- Download KNIME (Links to an external site.) to complete this assignment.
- Before you start working on this assignment, study the KNIME Quickstart Guide (Links to an external site.) to get familiar with the tool.
- Download the file adult.csv available in the data folder on the KNIME Hub. The data are provided by the UCI Machine Learning Repository.
- Create a new workflow and name it as: your_firstname_lastname_decision_tree.
- In your workflow, train a Decision Tree to predict whether or not a person earns more than $50K per year:
- Partition the dataset into a training set (75%) and a test set (25%). In your Partitioning node, apply stratified sampling option on the income column.

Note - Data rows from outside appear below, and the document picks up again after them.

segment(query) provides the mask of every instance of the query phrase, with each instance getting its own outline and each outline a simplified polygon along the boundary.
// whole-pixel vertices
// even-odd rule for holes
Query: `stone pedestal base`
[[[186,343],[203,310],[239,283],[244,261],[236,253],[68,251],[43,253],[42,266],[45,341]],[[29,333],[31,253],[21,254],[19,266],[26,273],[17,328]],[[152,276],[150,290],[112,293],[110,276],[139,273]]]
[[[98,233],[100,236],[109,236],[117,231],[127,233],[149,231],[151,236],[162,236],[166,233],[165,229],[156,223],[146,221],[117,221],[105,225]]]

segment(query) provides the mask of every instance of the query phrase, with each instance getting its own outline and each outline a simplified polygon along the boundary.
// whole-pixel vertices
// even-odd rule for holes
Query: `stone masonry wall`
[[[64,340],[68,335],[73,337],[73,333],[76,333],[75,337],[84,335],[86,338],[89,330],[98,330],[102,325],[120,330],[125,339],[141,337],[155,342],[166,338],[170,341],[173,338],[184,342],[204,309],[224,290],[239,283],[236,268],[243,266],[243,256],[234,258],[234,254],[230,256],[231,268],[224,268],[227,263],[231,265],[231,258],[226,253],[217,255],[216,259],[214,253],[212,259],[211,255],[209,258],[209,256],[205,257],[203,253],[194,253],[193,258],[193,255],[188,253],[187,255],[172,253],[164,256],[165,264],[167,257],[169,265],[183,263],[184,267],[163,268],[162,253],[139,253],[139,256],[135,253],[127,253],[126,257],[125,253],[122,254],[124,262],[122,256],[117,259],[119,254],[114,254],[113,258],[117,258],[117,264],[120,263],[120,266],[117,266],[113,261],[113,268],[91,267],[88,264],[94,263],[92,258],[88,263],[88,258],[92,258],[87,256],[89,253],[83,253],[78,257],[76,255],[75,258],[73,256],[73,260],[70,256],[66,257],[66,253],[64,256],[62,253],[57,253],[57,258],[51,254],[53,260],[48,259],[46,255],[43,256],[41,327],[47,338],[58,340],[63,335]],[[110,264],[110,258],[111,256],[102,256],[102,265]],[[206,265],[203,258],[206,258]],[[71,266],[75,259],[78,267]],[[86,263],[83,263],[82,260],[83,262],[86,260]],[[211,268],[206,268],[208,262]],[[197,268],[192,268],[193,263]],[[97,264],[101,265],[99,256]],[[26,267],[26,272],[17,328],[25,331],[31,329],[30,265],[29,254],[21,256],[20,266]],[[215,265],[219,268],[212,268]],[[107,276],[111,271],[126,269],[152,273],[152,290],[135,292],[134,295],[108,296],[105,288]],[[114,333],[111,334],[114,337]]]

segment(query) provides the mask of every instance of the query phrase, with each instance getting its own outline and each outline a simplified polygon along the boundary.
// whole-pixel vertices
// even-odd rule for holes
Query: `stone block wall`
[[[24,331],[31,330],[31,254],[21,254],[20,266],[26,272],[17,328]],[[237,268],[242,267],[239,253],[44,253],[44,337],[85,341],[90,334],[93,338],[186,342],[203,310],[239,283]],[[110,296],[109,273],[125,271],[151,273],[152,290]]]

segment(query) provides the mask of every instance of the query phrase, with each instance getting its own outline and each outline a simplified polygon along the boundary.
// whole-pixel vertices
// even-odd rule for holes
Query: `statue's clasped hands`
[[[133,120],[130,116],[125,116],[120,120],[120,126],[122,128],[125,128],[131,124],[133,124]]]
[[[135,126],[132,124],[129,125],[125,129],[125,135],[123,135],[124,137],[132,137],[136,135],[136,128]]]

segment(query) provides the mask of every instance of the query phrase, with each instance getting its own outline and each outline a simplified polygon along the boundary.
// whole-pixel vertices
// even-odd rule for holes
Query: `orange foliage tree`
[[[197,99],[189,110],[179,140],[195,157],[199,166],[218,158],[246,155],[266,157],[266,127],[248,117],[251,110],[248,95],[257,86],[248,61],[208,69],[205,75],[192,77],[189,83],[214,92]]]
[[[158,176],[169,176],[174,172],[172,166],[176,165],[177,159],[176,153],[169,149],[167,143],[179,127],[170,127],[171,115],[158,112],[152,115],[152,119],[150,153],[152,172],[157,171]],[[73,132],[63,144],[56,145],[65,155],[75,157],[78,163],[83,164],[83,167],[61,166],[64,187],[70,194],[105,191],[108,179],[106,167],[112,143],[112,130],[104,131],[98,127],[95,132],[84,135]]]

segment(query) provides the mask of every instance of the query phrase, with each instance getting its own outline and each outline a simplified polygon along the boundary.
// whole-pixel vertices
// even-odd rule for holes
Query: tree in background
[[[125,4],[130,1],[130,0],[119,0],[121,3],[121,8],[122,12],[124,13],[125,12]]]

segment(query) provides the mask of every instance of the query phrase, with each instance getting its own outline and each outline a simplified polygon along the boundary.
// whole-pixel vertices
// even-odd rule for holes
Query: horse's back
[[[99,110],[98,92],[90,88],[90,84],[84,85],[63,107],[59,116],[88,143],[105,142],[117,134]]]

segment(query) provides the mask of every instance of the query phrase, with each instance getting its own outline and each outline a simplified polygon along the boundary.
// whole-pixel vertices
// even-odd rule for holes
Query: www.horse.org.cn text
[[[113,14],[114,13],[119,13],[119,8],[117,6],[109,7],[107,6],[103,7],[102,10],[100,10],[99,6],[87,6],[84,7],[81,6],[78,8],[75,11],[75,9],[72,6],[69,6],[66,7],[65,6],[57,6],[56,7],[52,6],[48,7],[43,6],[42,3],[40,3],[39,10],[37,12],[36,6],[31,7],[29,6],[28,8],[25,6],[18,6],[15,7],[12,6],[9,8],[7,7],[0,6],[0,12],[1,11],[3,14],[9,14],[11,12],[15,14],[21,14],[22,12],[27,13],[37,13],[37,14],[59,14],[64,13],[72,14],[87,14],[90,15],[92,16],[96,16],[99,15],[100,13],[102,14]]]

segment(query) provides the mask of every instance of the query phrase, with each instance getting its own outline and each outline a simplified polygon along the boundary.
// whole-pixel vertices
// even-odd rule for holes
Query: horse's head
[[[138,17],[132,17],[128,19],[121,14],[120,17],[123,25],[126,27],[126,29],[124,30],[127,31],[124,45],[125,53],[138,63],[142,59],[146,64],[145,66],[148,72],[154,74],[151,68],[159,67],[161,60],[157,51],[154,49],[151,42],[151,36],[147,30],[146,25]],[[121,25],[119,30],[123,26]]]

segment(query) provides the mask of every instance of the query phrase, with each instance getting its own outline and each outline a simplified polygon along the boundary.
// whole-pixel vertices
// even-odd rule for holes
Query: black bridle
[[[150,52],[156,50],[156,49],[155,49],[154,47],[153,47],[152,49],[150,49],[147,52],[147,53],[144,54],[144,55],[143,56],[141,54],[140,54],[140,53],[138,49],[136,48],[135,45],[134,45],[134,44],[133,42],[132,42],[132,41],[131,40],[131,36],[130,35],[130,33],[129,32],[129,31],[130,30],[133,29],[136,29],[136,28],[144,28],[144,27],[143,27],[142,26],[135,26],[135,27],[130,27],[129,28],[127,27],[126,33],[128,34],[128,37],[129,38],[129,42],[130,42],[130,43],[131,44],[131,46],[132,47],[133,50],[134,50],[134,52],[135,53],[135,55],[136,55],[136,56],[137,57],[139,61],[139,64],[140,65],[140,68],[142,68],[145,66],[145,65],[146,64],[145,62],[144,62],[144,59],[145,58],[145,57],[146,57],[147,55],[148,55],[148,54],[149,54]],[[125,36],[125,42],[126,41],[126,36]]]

- Train a Decision Tree model on the training set, and apply the model to the test set.
- Use the Scorer node to evaluate the accuracy of the model.
- Change the label of each node from the default (such as “Node 1”) to a brief description (e.g. “Read data from adults.csv”).
- Try out other parameter settings to get a higher accuracy. For example, change the quality measure, pruning method, or minimum number of records.
- When you are satisfied, export your workflow project and change the file name to include your full name. e.g. “potter_henry_decision_tree.knwf.”
- Research and prepare answers to the following questions in a Word or pdf file:
- What’s the purpose of applying stratified sampling option on the income column?
- What’s the purpose of pruning and minimum number of records?
- How did you changed parameter settings to get a higher accuracy?